I was stuck in the hospital for two days due to my c-section. My doctor warned me not to drive, but I knew I’d be heading straight to the NICU to see my son. When I arrived, they weren’t able to tell me anything as they were still running every test possible to seek a diagnosis. Then, suddenly, we got a phone call, and a diagnosis. ‘Your son has Caudal Regression Syndrome (CRS).’ I was told that 1 out of every 75,000 children are born with it.
Tanner’s legs were literally sticking straight up in the air, unable to bend. He had one bone in each leg and his feet were severely tiny and clubbed. He was also missing his tailbone and all of his sacrum. His spinal cord was shorter than usual and he was born with a micro bladder. I was heartbroken. All I could think about was all of the things he would never be able to do.
But when I looked around at the sea of children in the NICU, I quickly tried to rid myself of these thoughts. Tanner was the only one who didn’t have any tubes or leads hooked up to him. He was healthy and I thanked God for sending him to me. I still remember his nurse saying, ‘Special babies have extraordinary mothers.’ I will always be grateful for her kind words.
After a week, and many appointments later, I was finally able to take Tanner home. The doctors had tried to get his feet straightened but were unsuccessful. So, I found a place that made custom shoes.
Through all of the appointments and craziness, my oldest son, Jacob, was an angel. I was worried he would be jealous of a baby, but he absolutely loved his little brother. He was 6 at the time Tanner was born. He never once complained about all of the appointments and time I was unable to spend with him. In fact, Jacob was very protective of Tanner and still is to this day. When Tanner got his first wheelchair at age 2, Jacob yelled at a lady in Walmart who was staring long and hard. He said, ‘What’s wrong? Haven’t you ever seen a kid in a wheelchair?’
Life with a special needs child can be more stressful at times. All of the appointments and therapy sessions can be overwhelming when added to daily life. One of the biggest challenges is trying to educate people about your child’s condition. I’ve lost count of the number of times a parent has told their children, ‘Stay away from that child.’

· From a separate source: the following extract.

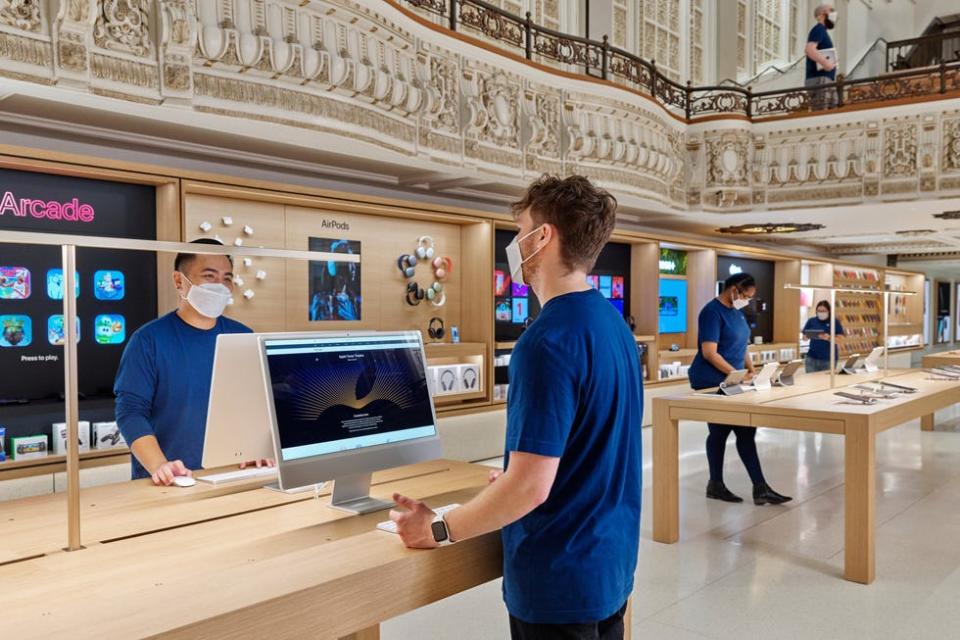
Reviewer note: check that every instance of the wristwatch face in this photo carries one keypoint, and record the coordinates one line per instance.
(439, 529)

Worst of all is seeing how many people automatically assume kids are mentally disabled just because they’re in wheelchairs. I can’t tell you how many strangers talk to him like he’s slow. I wish you could see the looks on their faces when he shuts them down! Tanner has been blessed with an extremely high IQ. In second grade, he was tested and showed he was reading at an 11th grade level. I know he will do great things someday.
Tanner is a very happy child, but there are moments when depression hits him hard. Once he asked me, ‘Momma, why can’t I walk like the rest of my friends?’ I told him that God made him special for a reason, and while we might not understand it now, we will eventually. I tell him how he is able to do a lot of things other kids can’t do. He has ridiculous upper body strength and a core strength that professional body builders would be jealous of.
Tanner is very small due to CRS. He is 10 years old but is the size of a 3-year-old. None of his doctors can tell us how big he will be, or if he will grow anymore. I know the older he gets, the harder social situations will be for him. I’m grateful he has such an outgoing personality and a wonderful group of friends.
My life hasn’t been picture perfect, but I wouldn’t trade it for anything! I have 2 wonderful kids and an awesome husband who treats them like his own.
There have been some rough times, but even more wonderful ones. I’m thankful for my children and can’t wait to see what’s next.”